On Fri, 30 Mar 2012 15:03:49 +0200, simendsjo <[email protected]> wrote:
On Fri, 30 Mar 2012 01:09:06 +0200, Simen Kjærås
<[email protected]> wrote:
On Thu, 29 Mar 2012 22:15:41 +0200, simendsjo <[email protected]>
wrote:
If you look at the struct, it uses the type U in, among others, the
union.
The only place I could see U referenced is in the first static if, but
I cannot recreate this behavior:
void main() {
static if(is(int X == const(U), U))
Ah, the magic of isExpressions...
What happens here is the isExpression asks 'if X is an int, does it
match the pattern const(U), where U is some type?'
Of course, there is no U for which const(U) == int, so the isExpresion
returns false, and your static assert triggers.
static if (!is(T X == const(U), U) && !is(T X == immutable(U), U))
Again, 'is there a U such that const(U) == T?', then the same for
immutable(U). In other words - 'is T mutable?'.

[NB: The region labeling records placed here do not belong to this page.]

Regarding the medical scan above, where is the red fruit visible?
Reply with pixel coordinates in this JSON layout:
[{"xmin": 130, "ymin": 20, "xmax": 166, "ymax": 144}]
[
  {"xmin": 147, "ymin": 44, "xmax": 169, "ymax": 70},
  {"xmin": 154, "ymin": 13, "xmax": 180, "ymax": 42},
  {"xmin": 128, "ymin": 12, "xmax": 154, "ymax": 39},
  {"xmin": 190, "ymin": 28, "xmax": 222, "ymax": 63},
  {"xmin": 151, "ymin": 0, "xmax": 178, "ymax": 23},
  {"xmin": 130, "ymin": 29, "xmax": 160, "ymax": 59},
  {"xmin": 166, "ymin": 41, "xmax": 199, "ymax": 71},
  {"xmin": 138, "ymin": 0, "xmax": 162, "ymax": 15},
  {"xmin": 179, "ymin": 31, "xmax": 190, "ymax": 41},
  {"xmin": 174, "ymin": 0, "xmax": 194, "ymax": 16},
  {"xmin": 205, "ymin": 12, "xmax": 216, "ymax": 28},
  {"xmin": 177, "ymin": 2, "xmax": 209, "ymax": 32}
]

The reason the U is there is to explain to the compiler that we're
talking about this specific U, not some other U that may be defined
elsewhere in the program.
The same pattern is used in std.typecons.isTuple:
template isTuple(T)
{
static if (is(Unqual!T Unused : Tuple!Specs, Specs...))
{
enum isTuple = true;
}
else
{
enum isTuple = false;
}
}
It can also be extended to other templates:
struct Foo() {}
struct Foo(int n) {}
struct Foo(T) {}
template FooType(T) {
static if (is(Unqual!T Unused : Foo!())) {
enum FooType = "Type 1";
} else static if (is(Unqual!T Unused : Foo!n, int n)) {
enum FooType = "Type 2";
} else static if (is(Unqual!T Unused : Foo!U, U)) {
enum FooType = "Type 3";
} else {
enum FooType = "No Foo!";
}
}
Hope this helps.
Look at the Rebindable example again. What I don't understand is how U
can be defined in the else block.
Like your example here. "Unused" isn't defined in the else block,
right..?
Indeed. The thing is - U is basically *set* by the isExpression. It says
'yes, there is such a U, so I'll add it to the local scope.'. This means
that U will be set for the entire scope within which the static if
exists.
Due to the way the criteria are phrased, U is defined when the criteria
are not met, and as such are defined in the else clause instead of the
if clause.
{ // Outer scope starts here.
static if ( !is( const(int) t == const(U), U ) ) {
// isExpression returned false, so U is undefined
} else {
// But here it is defined, because we're still in the same,
// broader scope.
}
}
// And here it's no longer defined.
Was that any better? I admit I didn't understand it at first either, but
then I remembered that static if does not introduce a new scope. That
helped.